The legislation will now be known as the Human Immunodeficiency Virus Prevention and Patients' Rights Protection Act (
"This change reflects our increasing understanding of the disease since the AIDS Control Act came into effect and makes the protection of patient's rights a central goal," said Democratic Progressive Party Legislator Huang Sue-ying (黃淑英), one of the legislators sponsoring the amendment.
Until now, foreign spouses who became infected with HIV could be deported from Taiwan regardless of circumstances, whereupon they could apply for re-entry.
Under one of the amendments passed yesterday, such individuals would be allowed to stay in the country as long as they can demonstrate they were infected by their Taiwanese spouse or in the course of receiving medical treatment in Taiwan.
Another group that stands to benefit are people who have Taiwanese citizenship at birth but never obtained residency in the country. Under the previous law, HIV could be grounds for denying such an individual residency.

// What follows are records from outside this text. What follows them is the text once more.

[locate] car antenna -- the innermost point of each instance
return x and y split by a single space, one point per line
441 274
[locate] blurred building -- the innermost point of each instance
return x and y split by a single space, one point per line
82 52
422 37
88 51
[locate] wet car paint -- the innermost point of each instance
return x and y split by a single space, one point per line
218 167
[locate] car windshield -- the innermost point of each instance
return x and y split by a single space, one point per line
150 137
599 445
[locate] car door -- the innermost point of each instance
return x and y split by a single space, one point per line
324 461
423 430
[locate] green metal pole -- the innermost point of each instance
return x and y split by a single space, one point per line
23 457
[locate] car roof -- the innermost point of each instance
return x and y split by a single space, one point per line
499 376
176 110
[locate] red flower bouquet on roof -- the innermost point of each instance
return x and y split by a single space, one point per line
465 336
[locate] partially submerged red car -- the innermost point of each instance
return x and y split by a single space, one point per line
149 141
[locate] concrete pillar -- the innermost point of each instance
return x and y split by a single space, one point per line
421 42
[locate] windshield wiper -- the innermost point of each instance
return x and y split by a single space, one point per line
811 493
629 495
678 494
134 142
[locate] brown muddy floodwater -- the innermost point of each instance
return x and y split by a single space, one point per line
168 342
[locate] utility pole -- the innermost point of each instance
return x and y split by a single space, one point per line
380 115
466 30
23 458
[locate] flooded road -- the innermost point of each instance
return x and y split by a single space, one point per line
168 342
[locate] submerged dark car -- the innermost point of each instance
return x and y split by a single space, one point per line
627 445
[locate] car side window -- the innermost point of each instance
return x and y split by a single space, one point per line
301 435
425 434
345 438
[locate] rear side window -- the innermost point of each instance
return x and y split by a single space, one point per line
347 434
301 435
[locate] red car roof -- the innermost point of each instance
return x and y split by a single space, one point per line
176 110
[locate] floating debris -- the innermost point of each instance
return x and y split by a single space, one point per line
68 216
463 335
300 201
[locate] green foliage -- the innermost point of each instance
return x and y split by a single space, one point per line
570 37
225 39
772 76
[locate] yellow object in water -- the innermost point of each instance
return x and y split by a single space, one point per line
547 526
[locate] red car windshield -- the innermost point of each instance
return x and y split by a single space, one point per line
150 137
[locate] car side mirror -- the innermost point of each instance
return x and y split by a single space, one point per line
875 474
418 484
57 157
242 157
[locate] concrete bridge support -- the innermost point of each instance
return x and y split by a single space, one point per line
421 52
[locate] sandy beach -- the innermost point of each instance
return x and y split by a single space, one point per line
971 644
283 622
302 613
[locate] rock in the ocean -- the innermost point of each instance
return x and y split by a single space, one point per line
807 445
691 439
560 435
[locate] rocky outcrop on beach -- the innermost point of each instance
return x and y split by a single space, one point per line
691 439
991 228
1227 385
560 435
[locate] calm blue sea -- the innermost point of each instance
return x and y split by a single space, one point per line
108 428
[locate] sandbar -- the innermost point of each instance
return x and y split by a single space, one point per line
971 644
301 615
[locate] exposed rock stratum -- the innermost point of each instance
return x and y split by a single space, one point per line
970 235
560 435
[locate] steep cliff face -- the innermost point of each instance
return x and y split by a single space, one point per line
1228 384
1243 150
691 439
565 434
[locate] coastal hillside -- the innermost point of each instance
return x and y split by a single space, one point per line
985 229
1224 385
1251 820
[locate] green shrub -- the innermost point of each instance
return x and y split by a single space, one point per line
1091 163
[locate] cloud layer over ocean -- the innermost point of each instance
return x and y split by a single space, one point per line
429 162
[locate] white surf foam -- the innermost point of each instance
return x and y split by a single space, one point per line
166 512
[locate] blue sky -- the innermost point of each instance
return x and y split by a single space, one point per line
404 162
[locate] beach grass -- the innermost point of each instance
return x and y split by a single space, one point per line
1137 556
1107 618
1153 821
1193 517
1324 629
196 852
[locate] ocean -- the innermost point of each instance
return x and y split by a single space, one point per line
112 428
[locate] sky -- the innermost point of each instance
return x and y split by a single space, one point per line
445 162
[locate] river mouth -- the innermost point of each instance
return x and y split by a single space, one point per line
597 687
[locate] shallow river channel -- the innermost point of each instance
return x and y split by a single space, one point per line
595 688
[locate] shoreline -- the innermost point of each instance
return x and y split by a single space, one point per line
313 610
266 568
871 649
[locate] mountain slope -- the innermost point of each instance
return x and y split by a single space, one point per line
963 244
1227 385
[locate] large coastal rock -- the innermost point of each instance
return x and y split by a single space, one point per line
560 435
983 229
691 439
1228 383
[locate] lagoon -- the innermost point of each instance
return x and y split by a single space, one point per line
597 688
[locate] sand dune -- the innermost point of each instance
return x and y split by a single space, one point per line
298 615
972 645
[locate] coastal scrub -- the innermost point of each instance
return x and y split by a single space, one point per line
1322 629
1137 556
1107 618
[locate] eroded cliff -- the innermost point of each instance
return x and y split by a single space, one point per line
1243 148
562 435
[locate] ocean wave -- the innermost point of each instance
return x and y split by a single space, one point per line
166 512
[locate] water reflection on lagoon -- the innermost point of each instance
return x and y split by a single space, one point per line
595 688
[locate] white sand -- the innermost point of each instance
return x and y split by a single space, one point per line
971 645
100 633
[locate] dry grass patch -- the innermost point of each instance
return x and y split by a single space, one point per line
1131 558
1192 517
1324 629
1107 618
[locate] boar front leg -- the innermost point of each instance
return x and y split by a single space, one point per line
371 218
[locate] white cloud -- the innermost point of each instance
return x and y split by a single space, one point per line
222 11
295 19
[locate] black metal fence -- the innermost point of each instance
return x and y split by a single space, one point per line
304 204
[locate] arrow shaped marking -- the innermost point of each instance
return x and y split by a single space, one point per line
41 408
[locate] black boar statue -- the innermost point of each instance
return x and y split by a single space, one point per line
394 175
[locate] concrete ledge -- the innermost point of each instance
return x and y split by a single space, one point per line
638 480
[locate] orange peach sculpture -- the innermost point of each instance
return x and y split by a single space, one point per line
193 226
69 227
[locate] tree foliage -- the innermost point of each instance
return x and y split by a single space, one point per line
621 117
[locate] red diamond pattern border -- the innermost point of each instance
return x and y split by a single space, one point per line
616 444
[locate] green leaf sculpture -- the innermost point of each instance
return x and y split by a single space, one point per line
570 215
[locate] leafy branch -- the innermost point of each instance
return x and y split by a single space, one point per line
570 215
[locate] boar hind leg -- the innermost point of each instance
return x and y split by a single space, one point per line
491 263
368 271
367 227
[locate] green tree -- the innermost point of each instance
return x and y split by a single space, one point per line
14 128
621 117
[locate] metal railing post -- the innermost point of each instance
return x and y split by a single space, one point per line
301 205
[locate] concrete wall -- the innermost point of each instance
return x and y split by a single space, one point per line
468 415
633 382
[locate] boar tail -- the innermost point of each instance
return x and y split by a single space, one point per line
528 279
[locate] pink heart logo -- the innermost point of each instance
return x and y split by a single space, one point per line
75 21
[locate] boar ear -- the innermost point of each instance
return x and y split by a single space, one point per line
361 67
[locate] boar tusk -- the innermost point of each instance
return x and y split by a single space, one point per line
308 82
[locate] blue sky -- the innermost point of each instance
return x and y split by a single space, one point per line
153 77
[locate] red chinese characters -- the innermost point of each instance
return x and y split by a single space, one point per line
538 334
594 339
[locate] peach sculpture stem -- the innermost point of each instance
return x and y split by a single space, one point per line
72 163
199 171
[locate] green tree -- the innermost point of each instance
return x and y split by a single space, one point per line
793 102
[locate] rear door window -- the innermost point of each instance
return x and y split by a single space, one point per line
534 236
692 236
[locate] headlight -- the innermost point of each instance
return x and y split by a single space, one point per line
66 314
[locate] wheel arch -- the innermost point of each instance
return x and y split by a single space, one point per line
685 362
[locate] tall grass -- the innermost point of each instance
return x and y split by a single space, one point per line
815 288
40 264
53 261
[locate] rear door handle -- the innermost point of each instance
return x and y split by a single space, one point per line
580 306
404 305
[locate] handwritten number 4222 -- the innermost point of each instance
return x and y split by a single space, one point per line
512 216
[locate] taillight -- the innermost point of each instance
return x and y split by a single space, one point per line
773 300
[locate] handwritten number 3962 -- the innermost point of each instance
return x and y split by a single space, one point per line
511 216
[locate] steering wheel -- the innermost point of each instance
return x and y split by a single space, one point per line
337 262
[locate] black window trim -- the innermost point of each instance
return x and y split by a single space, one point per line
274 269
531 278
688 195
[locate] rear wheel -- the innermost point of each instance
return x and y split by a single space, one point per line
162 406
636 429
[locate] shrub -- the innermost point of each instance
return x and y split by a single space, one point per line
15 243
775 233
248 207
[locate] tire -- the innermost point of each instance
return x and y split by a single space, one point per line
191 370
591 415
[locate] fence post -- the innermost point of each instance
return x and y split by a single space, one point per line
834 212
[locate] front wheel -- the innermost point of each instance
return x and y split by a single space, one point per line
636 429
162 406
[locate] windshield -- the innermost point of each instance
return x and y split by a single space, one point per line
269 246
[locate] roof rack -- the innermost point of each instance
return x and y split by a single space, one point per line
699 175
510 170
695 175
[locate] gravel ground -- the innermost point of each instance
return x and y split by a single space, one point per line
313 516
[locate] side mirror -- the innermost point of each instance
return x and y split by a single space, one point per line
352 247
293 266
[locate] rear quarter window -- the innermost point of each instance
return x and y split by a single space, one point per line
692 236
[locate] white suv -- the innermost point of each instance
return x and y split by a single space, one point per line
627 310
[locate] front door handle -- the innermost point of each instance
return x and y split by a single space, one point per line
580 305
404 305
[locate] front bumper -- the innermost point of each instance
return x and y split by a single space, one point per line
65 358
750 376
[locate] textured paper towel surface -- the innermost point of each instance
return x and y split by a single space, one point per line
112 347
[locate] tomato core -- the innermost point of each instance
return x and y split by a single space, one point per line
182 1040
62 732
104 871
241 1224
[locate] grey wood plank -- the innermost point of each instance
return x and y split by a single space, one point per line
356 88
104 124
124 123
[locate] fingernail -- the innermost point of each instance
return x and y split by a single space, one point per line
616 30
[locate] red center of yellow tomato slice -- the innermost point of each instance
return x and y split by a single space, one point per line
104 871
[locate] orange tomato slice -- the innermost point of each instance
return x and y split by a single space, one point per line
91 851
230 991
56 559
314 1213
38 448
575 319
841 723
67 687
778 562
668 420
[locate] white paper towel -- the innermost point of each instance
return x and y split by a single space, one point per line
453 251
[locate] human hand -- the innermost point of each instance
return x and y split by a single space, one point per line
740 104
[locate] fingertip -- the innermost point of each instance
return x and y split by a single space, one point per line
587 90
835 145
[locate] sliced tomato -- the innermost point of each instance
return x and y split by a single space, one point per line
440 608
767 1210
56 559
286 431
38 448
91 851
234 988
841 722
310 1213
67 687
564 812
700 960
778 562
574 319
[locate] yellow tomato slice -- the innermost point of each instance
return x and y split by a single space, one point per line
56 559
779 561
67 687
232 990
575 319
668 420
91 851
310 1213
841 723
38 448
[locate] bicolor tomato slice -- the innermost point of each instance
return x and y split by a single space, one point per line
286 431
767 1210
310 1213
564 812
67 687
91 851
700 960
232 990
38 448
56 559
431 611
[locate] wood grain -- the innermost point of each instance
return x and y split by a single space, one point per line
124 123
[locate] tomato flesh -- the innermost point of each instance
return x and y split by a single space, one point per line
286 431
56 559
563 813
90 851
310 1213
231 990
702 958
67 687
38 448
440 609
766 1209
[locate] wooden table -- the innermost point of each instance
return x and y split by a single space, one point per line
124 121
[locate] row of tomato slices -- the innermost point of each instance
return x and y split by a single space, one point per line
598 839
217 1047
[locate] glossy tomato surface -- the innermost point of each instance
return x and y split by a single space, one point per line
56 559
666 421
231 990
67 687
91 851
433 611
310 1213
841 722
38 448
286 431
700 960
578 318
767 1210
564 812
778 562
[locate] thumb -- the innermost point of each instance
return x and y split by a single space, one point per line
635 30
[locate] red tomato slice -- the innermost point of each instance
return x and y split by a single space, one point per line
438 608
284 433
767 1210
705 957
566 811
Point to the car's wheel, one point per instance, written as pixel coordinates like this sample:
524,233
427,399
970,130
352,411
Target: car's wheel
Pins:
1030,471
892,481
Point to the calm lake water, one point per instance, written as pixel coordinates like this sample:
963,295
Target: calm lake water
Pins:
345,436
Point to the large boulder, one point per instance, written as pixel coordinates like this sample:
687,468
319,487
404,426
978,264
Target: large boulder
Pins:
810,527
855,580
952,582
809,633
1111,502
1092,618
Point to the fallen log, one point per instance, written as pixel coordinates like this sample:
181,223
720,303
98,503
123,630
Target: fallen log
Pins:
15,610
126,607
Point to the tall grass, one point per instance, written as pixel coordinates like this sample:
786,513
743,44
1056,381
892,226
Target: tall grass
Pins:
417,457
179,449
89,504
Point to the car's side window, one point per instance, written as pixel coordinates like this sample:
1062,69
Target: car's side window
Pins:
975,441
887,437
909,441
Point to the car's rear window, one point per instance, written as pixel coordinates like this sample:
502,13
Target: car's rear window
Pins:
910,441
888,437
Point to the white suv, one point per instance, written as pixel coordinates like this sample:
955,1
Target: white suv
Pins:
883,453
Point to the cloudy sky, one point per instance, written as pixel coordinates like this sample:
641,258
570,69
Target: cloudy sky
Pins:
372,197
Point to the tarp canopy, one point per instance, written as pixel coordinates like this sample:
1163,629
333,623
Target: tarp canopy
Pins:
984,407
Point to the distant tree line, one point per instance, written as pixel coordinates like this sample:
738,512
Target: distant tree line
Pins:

The amended law would allow these individuals to obtain residency provided they have a close relative -- such as a parent, child, sibling, grandparent and grandchild -- living in Taiwan.
Privacy rights and access to treatment for all HIV-positive individuals will be safeguarded in the amendments, while language on existing statutes has been strengthened.
Chinese Nationalist Party (KMT) Legislator Ting Shou-chung (丁守中), however, questioned whether the protection of patients' rights might affect disease prevention efforts.
"Of course we should not ostracize HIV-positive individuals or deny them treatment, but we have to balance protection of their rights and disease prevention," said Ting, who supported a different version of the amendments.